纳米二氧化钛驱动的人工湿地基质微生物群落差异

Variation of microbial community in constructed wetland substrate motivated by nano titanium dioxide

纳米二氧化钛颗粒(TiO2-NPs)已越来越多出现在污水处理系统中。为探究TiO2-NPs对以火山石为基质的人工湿地(CW)系统中微生物群落的影响,利用16S rDNA高通量测序技术,分析不同TiO2-NPs浓度(0、60、110和160 mg·L^-1)短期(18 d)暴露后的微生物群落差异。
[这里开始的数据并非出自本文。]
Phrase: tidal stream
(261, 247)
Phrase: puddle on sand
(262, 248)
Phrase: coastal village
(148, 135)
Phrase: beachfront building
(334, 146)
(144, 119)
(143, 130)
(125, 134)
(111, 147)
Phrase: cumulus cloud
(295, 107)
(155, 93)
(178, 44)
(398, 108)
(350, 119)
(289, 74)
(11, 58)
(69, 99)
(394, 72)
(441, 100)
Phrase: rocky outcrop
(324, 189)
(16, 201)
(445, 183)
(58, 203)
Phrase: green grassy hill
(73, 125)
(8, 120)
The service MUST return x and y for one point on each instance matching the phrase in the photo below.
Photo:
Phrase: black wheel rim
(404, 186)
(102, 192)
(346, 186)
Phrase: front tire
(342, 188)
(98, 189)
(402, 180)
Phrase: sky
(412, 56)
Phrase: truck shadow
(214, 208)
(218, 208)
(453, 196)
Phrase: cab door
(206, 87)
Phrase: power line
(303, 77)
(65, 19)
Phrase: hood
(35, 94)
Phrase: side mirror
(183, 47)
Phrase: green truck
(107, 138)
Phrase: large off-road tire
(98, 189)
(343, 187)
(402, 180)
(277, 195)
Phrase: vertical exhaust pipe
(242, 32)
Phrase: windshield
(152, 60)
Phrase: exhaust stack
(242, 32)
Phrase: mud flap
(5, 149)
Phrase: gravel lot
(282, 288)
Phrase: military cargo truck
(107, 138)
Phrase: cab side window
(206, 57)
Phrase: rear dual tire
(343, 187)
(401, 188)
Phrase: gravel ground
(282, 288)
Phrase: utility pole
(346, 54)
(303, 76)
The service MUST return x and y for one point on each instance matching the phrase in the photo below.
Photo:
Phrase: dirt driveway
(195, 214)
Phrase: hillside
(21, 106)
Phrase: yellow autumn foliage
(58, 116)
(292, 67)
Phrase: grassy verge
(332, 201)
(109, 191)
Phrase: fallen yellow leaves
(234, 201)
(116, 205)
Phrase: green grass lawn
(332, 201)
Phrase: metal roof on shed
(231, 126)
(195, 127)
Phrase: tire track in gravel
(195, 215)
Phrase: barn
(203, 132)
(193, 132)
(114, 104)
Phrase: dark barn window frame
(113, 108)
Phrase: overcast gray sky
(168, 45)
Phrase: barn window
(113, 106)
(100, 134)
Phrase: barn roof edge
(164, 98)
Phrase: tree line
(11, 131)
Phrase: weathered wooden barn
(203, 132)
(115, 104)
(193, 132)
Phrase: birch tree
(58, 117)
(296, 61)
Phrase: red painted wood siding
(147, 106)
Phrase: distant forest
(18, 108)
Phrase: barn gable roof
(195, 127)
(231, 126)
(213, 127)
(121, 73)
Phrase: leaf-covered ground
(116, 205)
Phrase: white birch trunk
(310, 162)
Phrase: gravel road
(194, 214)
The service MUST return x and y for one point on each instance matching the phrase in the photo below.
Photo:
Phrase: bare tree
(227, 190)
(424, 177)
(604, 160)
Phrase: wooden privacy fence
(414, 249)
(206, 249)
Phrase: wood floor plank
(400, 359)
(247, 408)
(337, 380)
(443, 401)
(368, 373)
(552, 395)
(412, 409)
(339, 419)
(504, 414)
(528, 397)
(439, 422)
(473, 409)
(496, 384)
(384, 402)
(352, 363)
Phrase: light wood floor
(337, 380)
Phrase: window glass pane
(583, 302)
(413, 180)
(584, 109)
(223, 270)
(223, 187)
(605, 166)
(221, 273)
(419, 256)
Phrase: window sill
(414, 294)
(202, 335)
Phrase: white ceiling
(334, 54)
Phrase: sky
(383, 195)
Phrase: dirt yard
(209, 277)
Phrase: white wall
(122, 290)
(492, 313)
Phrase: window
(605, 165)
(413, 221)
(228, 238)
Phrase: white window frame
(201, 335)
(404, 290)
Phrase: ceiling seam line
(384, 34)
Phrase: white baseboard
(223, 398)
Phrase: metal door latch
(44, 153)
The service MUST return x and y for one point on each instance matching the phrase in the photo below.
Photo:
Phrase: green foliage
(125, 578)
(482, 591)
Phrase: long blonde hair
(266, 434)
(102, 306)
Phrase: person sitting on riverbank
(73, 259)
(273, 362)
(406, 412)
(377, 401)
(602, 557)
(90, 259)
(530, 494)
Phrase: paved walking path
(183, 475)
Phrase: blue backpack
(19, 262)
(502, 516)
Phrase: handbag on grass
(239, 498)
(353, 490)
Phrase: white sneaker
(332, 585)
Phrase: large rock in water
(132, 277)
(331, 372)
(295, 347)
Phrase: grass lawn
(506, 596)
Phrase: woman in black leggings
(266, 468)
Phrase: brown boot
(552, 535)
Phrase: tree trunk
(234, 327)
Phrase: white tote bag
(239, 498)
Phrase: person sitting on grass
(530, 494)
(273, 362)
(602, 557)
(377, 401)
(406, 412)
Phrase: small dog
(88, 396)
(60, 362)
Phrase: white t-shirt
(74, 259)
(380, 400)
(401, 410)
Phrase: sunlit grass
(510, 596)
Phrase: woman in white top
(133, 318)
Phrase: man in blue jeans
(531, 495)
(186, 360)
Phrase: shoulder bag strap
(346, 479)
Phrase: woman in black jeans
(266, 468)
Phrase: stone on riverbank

结果显示,短期暴露下,CW中γ-变形菌纲(Gammaproteobacteria)和类杆菌纲(Bacteroidia)的相对丰度受影响不显著(P>0.05),但α-变形菌纲(Alphaproteobacteria)和硝化螺旋菌纲(Nitrospira)等优势菌种对TiO2-NPs较敏感而相对丰度显著降低(P<0.05)。3种浓度处理的TiO2-NPs对CW中微生物产生不同程度的生态毒性,60 mg·L^-1的TiO2-NPs在暴露18 d后对Nitrospira抑制程度最大,110和160 mg·L^-1浓度下Nitrospira相对丰度略有回升。Alpha多样性指数表明,110 mg·L^-1时菌群多样性最低,此浓度对菌群抑制最大;Beta多样性也证实此浓度处理中菌群多样性与对照差异最大,其次是60 mg·L^-1。T-test进一步表明,110 mg·L^-1TiO2-NPs处理中的5个纲,例如δ-变形菌纲(Deltaproteobacteria)和Nitrospira等是变化显著的类群(P<0.05);13个科,例如黄杆菌科(Flavobacteriaceae)、硝化螺菌科(Nitrospiraceae)和不明α-变形菌科(unidentifiedAlphaproteobacteria)是变化显著的科(P<0.05)。表明TiO2-NPs可能会严重降低CW系统的硝化效率。3个浓度的TiO2-NPs均影响CW基质中细菌群落组成和多样性,且对各物种的影响存在差异,将影响CW中污染物降解和转化。研究结果为揭示纳米材料对微生物的潜在危害和CW技术的应用提供参考。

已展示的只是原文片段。